Still, researchers aren’t overly concerned about lithium supply, as there is evidence that suppliers are gearing up to enter the market and meet that demand. “[B]based on the diversity of offerings and the significant attention this topic has received, many companies are able to respond relatively quickly to disruptions,” notes the newspaper. If there is a supply shock, it will not last long. That’s good, because the researchers also noted that in a supply shock, the demand for lithium is unlikely to be met by recycling. Batteries have a long life before their components can be reused, and there is not currently a sufficient supply of waste batteries to be economically recycled by a supplier. (Recycling lithium is also still quite expensive compared to extracting new lithium.)
A word about natural graphite
The researchers also note that natural graphite, a component used in the anodes of lithium-ion batteries, has a high concentration from one country (China) like cobalt. But they shrug at the urgency of supply disruptions. First, the Chinese government is more stable than that of the DRC. But natural graphite is also relatively common in the earth’s crust. If necessary, we can also produce synthetic graphite, although it is more expensive.
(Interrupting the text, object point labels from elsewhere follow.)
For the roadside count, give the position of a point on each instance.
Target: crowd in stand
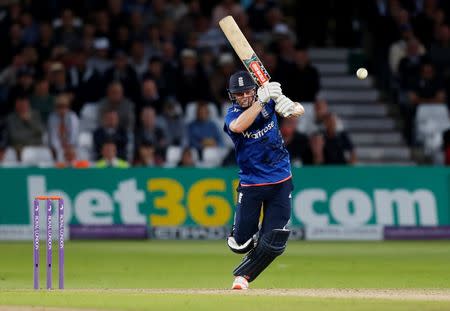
(411, 53)
(124, 82)
(136, 82)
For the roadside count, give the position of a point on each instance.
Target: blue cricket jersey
(260, 151)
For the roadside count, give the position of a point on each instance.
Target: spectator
(67, 33)
(440, 50)
(187, 158)
(145, 156)
(8, 78)
(138, 59)
(163, 77)
(256, 14)
(316, 121)
(41, 100)
(399, 49)
(12, 45)
(115, 100)
(63, 125)
(423, 23)
(24, 125)
(84, 80)
(338, 148)
(203, 132)
(295, 142)
(71, 159)
(110, 131)
(30, 29)
(446, 140)
(172, 121)
(100, 61)
(149, 132)
(58, 79)
(109, 156)
(124, 73)
(409, 66)
(316, 146)
(24, 85)
(46, 41)
(429, 88)
(149, 96)
(191, 80)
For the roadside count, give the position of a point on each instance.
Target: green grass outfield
(196, 275)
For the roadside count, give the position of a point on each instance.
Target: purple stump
(36, 235)
(61, 242)
(49, 244)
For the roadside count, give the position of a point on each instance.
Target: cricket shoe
(240, 283)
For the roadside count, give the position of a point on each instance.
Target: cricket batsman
(265, 174)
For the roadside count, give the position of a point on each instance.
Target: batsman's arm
(246, 118)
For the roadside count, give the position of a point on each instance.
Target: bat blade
(244, 50)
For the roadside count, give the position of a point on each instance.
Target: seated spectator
(109, 156)
(24, 85)
(150, 132)
(115, 100)
(110, 131)
(58, 79)
(295, 142)
(163, 77)
(71, 159)
(63, 125)
(67, 30)
(145, 156)
(187, 158)
(100, 60)
(8, 78)
(149, 97)
(203, 132)
(409, 67)
(41, 100)
(338, 147)
(429, 88)
(399, 49)
(191, 80)
(446, 139)
(316, 122)
(138, 61)
(84, 80)
(173, 122)
(123, 72)
(24, 125)
(316, 149)
(440, 50)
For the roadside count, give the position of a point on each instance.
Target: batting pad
(270, 246)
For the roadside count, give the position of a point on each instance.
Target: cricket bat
(244, 50)
(248, 57)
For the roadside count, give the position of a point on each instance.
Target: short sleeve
(232, 114)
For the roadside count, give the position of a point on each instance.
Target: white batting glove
(271, 90)
(285, 107)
Simply knowing which raw materials could threaten the explosion of electric vehicles and other battery-dependent technology is a first step to avoiding that threat. The supply of cobalt is a concern, but the silver lining is that cobalt can be replaced with lithium-ion batteries, usually with a combination of nickel, aluminum or manganese. Although cobalt is the secondary material of choice in lithium-ion batteries today, the authors of the Joules paper recommends further research on cobalt-free cathode materials.